Однако Питера уже и след простыл.
— Вот все они такие, — чуть не плача сказала помощник редактора. — С ними бесполезно спорить. Чуть что-то начнешь доказывать, они немедленно за дверь. Меня это просто бесит!
Мисс Рэмсботэм рассмеялась.
— Ах, Томми, несчастная, униженная малышка!
— Можно подумать, что я не умею постоять за себя!
Подбородок Томми взмыл вверх.
— Мужайся! — сказала мисс Рэмсботэм. — Мне никогда в жизни никто не мог ничего запретить. Хотелось бы поменяться с тобой местами, но это невозможно.
— Да я бы непременно проникла к Джоуэту в контору и в пять минут вытянула бы из него рекламу! Я умею ладить с пожилыми мужчинами.
— Только ли с пожилыми? — осведомилась мисс Рэмсботэм.
Дверь отворилась.
— Есть здесь кто-нибудь? — послышался вопрос, и в дверь просунулась физиономия Джонни Балстроуда.
— Вы что, сами не видите? — взорвалась Томми.
— Это так, к слову, — пояснил Джонни Балстроуд, обычно именуемый Птенчиком, входя и прикрывая за собой дверь.
— Что вам угодно? — спросила помощник редактора.

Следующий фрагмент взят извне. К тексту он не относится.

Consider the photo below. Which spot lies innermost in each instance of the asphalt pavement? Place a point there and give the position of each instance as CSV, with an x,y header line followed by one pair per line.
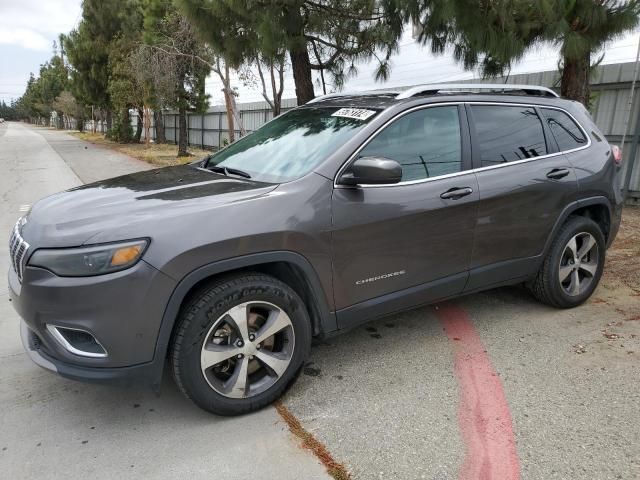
x,y
405,397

— Ничего особенного, — ответил Птенчик.
— За ничем особенным не приходят в половине двенадцатого пополудни! — заметила помощник редактора.
— Что с вами такое? — полюбопытствовал Птенчик.
— Лопаюсь от злости! — призналась помощник редактора.
На младенческой физиономии Птенчика появилось сочувственно-вопрошающее выражение.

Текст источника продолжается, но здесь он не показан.